W dziele Paska wyodrębniają się dwie części: pierwsza z nich (lata 1656 - 1666) traktuje o wojennych przygodach autora, druga (lata 1667 - 1688) ukazuje jego życie ziemiańskie. Pasek jako żołnierz, który zjeździł również obce kraje, opisał ich osobliwości, zwłaszcza kulturowe i obyczajowe. Wspominając np.. Danię pisze, iż miał tam „różne uciechy i zabawy, widząc takie rzeczy, czego w Polszcze widzieć trudno”. Niezmiernie interesująca część pierwsza ustępuje jednak poznawczo drugiej, w której autor ujawnia się jako gospodarz i obywatel. Zapiski z tego okresu są niewyczerpaną skarbnicą wiedzy o codziennym sarmackim życiu ówczesnej szlachty, o jej zwyczajach, upodobaniach, charakterystycznych cechach, typie religijności i kultury nierzadko splecionych z samowolą, ciemnotą, pieniactwem i awanturnictwem. Pasek to urodzony gawędziarz. (Proszę sprawdzić znaczenie terminu gawęda, podręcznik s. 349)
Fakty zamieszczone w Pamiętnikach są selekcjonowane.

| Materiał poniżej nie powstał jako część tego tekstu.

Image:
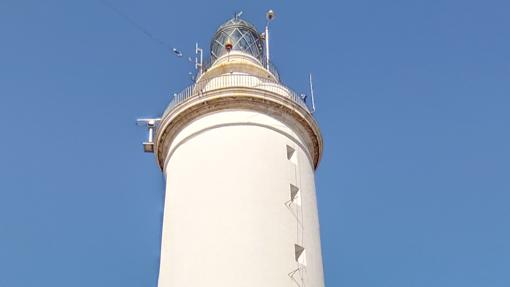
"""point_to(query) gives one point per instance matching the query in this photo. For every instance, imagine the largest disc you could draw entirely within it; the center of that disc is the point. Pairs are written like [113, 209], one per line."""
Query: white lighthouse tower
[238, 150]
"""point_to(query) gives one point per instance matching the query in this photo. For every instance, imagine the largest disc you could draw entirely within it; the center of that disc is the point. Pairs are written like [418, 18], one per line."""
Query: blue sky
[413, 100]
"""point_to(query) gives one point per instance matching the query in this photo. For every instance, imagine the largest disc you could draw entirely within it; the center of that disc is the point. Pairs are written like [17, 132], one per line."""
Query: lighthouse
[238, 150]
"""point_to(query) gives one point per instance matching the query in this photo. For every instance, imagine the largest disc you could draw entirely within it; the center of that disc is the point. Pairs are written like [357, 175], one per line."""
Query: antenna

Kto był adresatem tych zapisów, nie wiemy, wszakże jedno znamienne zdanie akcentuje moralistyczną myśl przewodnią autora: „Kto będzie po mnie sukcesorem (spadkobiercą) tej książki mojej, przestrzegam i napominam, żeby się tym moim i z wielu inszych temu podobnych przykładów budował”. Zawarty w Pamiętnikach portret szlachcica i żołnierza jest w pewien sposób korzystnie retuszowany.
Proszę przeczytać komentarz z podręcznika (s.349 - 351) i zapamiętać nieznane państwu terminy
To wszystko na dzisiaj, zapraszam za tydzień!